Impfbereitschaft sinkt – Droh-Kampagne angelaufen

Nur noch 61 Prozent der Deutschen sind bereit, sich gegen Covid-19 imp­fen zu las­sen. Die mei­nungs­bil­den­den Medien sind alar­miert.

Es geht um Fragen der Gesundheit und um einen gigan­ti­schen Markt. Deshalb rollt nun eine Droh-Kampagne an.

Am 12.7. hat­te die Süddeutsche Zeitung berich­tet:

»Die Bereitschaft, sich gegen das Coronavirus imp­fen zu las­sen, ist in den ver­gan­ge­nen Monaten in der Bevölkerung gesun­ken – nicht nur in Deutschland, son­dern in meh­re­ren euro­päi­schen Ländern. Das ist das Ergebnis einer Umfrage in sie­ben euro­päi­schen Ländern mit jeweils mehr als 7000 Befragten im April und im Juni die­ses Jahres, wel­ches der Süddeutschen Zeitung vor­liegt. Forscher der Universität Hamburg hat­ten für die­se Untersuchung mit Hochschulen in Portugal, Italien und den Niederlanden koope­riert.

Während im April noch 74 Prozent der Befragten aus Portugal, Frankreich, Italien, Niederlande, Dänemark, Großbritannien und Deutschland bereit gewe­sen sei­en, sich gegen Covid-19 zu imp­fen, waren es im ver­gan­ge­nen Monat nur noch 68 Prozent. In Deutschland sank der Anteil der Befürworter in den ver­gan­ge­nen drei Monaten von 70 auf 61 Prozent der Menschen. Besonders gering sei die Bereitschaft der Untersuchung zufol­ge in Bayern. Hier wür­den ledig­lich 52 Prozent der Menschen einen neu­en Impfstoff nut­zen.«

Kampagne in Nazi-Sprech

Am 20.7. führ­te das zu einem Kommentar in der WAZ, in dem es heißt:

»Nach allen ernst­zu­neh­men­den Erkenntnissen sind Impfstoffe hoch­wirk­sam, schüt­zen die Gesellschaft, for­dern aber in eini­gen extrem sel­te­nen Einzelfällen einen hohen Preis.

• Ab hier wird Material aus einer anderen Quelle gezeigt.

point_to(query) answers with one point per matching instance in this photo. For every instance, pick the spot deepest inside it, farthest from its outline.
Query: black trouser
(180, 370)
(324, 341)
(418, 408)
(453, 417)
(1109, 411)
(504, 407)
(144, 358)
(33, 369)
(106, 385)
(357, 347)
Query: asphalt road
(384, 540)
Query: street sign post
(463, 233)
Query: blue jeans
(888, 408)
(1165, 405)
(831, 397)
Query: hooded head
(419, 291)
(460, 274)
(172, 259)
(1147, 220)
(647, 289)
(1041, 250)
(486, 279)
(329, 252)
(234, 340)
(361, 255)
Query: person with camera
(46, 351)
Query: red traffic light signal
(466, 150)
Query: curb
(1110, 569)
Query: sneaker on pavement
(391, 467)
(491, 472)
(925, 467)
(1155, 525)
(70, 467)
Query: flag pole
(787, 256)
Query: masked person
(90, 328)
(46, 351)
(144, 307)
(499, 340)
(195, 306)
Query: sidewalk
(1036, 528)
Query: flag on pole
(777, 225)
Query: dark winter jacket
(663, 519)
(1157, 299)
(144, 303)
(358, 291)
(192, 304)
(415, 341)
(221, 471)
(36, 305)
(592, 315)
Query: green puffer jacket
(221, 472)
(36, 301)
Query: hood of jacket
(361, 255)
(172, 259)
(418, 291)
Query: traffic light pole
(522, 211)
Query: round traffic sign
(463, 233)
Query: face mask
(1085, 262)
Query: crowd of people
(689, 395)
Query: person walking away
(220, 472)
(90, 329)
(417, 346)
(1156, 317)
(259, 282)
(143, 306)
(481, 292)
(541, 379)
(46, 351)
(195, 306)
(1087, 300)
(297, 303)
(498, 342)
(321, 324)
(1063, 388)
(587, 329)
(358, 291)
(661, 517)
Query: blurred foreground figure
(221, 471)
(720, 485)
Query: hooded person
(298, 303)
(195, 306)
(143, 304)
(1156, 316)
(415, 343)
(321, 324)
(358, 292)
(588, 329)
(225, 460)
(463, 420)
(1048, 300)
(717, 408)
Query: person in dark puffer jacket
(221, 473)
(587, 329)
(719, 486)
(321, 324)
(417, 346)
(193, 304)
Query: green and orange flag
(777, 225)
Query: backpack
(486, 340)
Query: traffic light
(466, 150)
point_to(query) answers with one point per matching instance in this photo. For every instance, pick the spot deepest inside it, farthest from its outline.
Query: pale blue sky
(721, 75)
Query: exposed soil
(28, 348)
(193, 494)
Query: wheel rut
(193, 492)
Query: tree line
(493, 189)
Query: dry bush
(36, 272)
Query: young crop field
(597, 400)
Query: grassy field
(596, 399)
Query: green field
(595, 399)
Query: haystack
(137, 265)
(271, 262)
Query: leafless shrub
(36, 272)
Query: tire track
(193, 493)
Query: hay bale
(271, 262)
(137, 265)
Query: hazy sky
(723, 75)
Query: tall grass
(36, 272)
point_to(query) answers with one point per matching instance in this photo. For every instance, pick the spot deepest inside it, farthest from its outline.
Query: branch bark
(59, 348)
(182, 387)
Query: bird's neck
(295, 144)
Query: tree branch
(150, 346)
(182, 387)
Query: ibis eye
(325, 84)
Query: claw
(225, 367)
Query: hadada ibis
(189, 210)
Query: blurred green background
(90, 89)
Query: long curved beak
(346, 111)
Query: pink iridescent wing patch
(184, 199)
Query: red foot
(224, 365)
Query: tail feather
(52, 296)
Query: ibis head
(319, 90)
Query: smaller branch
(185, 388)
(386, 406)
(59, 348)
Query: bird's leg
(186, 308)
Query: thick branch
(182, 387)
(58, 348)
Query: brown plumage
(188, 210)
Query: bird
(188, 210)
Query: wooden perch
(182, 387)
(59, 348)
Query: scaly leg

Doch wie gering die Bereitschaft ist, kurz­fris­tig indi­vi­du­el­le Beeinträchtigungen oder gar Risiken zum Schutz der Mitmenschen hin­zu­neh­men, zeigt sich bei den Diskussionen über die Maskenpflicht. Und wie groß die Ablehnung ist, führt eine Petitionen gegen eine Corona-Zwangsimpfung vor, die inner­halb von drei Wochen rund 250.000 Unterzeichner fand.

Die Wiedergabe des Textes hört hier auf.